Bikeshedding while the world burns

jman gnupg-users at city17.xyz
Tue Apr 28 10:03:07 CEST 2026


"Robert J. Hansen via Gnupg-users" <gnupg-users at gnupg.org> writes:

> Seriously. Most users don't need 30-year security, they need 10-year
> security at the outside, for secrets that are relatively low value
> (under $1 million). RSA-1024 still looks solid for that time
> window. It might be possible to break an RSA-1024 key today, but not
> for a million dollars.

I think that's only part of the story.

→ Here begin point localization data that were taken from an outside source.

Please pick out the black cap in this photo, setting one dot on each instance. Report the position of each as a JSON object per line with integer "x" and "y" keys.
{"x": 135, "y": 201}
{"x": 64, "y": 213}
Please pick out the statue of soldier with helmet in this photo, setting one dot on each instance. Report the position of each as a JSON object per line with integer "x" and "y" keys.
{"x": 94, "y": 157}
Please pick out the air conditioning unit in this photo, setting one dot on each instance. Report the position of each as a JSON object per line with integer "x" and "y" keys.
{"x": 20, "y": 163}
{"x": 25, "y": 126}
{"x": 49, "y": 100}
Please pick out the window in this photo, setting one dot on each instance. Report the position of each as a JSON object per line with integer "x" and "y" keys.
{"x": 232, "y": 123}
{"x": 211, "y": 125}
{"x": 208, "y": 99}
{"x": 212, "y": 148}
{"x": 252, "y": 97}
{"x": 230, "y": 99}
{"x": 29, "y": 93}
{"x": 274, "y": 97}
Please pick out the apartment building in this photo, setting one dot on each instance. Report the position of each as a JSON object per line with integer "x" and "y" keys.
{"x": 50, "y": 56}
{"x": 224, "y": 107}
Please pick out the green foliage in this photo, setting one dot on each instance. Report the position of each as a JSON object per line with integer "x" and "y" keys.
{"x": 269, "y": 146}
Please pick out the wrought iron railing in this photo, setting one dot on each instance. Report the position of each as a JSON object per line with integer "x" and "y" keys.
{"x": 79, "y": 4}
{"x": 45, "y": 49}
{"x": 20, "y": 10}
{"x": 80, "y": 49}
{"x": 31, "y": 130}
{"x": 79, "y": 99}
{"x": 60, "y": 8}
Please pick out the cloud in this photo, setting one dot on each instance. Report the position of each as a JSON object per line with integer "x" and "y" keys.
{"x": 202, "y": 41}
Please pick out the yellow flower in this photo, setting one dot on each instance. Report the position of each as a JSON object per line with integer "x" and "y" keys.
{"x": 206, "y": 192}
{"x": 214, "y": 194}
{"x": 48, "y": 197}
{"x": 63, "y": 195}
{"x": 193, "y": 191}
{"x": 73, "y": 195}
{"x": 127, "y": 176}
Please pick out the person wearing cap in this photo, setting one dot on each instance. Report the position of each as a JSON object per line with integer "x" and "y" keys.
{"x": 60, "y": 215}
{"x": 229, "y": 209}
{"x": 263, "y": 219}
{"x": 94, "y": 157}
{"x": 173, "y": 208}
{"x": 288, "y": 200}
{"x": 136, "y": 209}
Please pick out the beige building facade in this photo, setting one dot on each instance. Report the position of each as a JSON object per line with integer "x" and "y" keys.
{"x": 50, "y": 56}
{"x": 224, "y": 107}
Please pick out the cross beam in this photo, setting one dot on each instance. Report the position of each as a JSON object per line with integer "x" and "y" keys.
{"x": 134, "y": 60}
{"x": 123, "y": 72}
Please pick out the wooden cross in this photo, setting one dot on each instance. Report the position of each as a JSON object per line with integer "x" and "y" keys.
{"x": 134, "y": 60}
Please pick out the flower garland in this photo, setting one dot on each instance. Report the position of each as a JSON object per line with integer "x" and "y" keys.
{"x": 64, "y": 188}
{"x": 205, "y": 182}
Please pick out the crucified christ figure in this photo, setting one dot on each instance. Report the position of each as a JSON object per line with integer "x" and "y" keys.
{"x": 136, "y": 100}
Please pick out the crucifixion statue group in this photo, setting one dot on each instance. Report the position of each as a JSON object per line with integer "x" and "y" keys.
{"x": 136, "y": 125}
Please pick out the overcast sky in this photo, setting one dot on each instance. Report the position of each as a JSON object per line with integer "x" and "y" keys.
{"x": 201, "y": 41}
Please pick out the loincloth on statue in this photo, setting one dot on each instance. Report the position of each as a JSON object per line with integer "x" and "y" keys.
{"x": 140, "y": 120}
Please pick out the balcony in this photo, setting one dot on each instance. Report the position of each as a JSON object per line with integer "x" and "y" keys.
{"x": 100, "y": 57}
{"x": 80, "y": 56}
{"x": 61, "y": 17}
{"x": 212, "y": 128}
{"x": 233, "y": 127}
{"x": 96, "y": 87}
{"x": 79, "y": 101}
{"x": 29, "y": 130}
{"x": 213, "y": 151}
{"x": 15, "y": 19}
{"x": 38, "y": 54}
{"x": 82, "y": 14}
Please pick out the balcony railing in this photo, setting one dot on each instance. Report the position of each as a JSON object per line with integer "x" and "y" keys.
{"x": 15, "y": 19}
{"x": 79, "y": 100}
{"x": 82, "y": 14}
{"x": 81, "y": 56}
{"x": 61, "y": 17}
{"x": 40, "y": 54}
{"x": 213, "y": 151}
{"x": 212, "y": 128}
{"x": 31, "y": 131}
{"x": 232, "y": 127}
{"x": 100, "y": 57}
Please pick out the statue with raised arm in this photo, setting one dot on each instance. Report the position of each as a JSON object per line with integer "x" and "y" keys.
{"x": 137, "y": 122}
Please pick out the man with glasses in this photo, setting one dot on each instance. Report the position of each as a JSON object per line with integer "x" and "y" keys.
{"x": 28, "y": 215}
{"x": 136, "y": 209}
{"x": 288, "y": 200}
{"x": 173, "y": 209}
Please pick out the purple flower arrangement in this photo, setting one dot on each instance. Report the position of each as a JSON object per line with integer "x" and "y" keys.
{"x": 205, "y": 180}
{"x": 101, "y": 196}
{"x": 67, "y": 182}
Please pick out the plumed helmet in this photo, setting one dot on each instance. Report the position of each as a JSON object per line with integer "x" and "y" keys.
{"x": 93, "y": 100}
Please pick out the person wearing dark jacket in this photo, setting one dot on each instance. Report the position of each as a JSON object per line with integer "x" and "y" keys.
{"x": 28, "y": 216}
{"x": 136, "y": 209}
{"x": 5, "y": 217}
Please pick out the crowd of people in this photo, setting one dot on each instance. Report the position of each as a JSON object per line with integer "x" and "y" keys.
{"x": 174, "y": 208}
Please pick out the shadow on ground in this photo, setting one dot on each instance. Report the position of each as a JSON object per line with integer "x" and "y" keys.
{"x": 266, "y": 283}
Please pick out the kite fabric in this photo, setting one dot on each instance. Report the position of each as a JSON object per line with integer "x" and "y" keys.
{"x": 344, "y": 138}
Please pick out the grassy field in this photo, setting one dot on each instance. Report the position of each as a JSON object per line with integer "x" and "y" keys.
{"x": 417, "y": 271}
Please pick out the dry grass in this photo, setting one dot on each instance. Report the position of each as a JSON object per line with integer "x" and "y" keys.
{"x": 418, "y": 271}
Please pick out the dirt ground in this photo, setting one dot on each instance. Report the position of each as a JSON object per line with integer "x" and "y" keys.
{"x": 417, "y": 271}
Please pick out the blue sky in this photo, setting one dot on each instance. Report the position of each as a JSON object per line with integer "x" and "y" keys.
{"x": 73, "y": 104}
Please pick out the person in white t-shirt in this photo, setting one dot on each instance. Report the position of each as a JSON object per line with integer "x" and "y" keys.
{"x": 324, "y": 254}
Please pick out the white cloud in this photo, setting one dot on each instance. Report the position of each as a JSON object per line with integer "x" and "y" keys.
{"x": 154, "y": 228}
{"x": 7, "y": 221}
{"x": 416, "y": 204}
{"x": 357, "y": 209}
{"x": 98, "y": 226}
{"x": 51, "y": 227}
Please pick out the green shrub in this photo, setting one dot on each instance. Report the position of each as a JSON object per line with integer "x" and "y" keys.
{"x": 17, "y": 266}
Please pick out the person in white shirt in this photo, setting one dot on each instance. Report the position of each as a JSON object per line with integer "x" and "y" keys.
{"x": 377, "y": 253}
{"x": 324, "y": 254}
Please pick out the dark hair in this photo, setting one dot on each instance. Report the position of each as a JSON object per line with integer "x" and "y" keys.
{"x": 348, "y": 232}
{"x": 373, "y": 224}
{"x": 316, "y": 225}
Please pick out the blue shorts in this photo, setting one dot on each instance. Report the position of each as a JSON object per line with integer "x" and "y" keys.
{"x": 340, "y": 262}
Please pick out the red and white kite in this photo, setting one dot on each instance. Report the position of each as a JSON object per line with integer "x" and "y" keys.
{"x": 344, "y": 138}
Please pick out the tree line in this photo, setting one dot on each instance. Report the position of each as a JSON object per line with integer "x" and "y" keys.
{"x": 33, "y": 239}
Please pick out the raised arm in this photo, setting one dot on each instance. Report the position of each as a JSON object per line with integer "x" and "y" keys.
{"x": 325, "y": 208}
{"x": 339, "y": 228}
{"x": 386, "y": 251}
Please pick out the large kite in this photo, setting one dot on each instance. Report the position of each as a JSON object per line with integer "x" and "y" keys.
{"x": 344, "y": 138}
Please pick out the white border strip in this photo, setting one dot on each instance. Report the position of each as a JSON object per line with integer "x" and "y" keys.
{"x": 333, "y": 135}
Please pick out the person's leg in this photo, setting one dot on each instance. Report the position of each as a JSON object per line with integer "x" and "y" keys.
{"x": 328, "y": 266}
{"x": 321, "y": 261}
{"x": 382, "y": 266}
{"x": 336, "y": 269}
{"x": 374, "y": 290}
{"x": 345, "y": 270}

Would it be accurate to say that many users need, let's say, 
5-year security and need it *yesterday*?

> I would very much like GnuPG to decide either to:
>
> 	(a) implement RFC9580 in GnuPG, even if it's not enabled
> 	    by default
> 	(b) make a clean break from RFC9580 and go on to solve a
> 	    similar-but-different set of problems a similar-but-
> 	    different way
>
> I don't care which is done but I really think we need to do one or the
> other.

Ok, so this is executive summary.

Sorry if my comment is off-topic, I don't know if it relevant to discussing a protocol, but I get 
the feeling that for the users I mention above, GnuPG is just not a choice because it is stuck into 
this "email confidentiality" scenario which has become much less relevant.

I would also would love GnuPG to get up-to-speed with a number of modern threat scenarios and use 
cases that currently are solved (good or bad I can't say) by Signal or Threema or 
<preferred-smartphone-chat-app>.

I don't know if GnuPG is, by design, a tool oriented to other use cases.